Cauchy-compact flat spacetimes with extreme BTZ

Cauchy-compact flat spacetimes with extreme BTZ are Lorentzian analogue of complete hyperbolic surfaces of finite volume. Indeed, the latter are 2-manifolds locally modeled on the hyperbolic plane, with group of isometries $$\mathrm {PSL}_2(\mathbb {R})$$ , admitting finitely many cuspidal ends while the regular part of the former are 3-manifolds locally models on 3 dimensionnal Minkowski space, with group of isometries $$\mathrm {PSL}_2(\mathbb {R})\ltimes \mathbb {R}^3$$ , admitting finitely many ends whose neighborhoods are foliated by cusps.
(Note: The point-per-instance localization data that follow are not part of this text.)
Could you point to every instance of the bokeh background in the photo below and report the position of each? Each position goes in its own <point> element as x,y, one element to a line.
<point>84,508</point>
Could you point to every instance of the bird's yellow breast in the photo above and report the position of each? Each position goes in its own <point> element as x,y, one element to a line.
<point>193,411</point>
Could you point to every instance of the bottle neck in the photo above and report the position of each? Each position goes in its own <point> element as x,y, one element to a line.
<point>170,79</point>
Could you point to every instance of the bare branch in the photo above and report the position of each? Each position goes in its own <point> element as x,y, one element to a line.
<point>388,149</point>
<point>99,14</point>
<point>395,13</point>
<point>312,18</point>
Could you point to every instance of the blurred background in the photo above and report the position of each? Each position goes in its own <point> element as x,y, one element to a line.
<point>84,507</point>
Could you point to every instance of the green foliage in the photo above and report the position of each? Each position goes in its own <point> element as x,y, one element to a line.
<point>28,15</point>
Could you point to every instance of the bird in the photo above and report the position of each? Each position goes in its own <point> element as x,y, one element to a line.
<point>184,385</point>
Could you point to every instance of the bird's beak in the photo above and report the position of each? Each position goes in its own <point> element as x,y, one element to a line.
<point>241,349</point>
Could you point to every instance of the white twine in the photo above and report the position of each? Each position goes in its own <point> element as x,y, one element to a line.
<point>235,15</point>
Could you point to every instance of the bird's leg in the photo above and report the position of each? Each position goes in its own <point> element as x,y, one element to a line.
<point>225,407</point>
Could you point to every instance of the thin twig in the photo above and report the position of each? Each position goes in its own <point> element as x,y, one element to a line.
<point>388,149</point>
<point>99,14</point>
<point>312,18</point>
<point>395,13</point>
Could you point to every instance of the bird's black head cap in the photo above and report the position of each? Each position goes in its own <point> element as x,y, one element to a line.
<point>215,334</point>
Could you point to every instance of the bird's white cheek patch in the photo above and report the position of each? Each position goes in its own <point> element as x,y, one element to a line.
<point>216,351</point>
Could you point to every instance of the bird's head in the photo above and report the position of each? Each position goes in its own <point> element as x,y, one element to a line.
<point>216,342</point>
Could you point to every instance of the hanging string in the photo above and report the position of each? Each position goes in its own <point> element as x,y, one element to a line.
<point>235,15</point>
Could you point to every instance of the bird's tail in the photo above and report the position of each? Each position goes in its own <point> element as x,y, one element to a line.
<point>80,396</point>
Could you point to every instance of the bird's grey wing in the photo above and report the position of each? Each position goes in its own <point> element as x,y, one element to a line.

We prove a Theorem akin to the classical parametrization result for finite volume complete hyperbolic surfaces: the tangent bundle of the Teichmuller space of a punctured surface parametrizes globally hyperbolic Cauchy-maximal and Cauchy-compact locally Minkowski manifolds with extreme BTZ. Previous results of Mess, Bonsante and Barbot provide already a satisfactory parametrization of regular parts of such manifolds, the particularity of the present work lies in the consideration of manifolds with a singular geometrical structure with singularities modeled on extreme BTZ. We present a BTZ-extension procedure akin to the procedure compactifying finite volume complete hyperbolic surface by adding cusp points at infinity.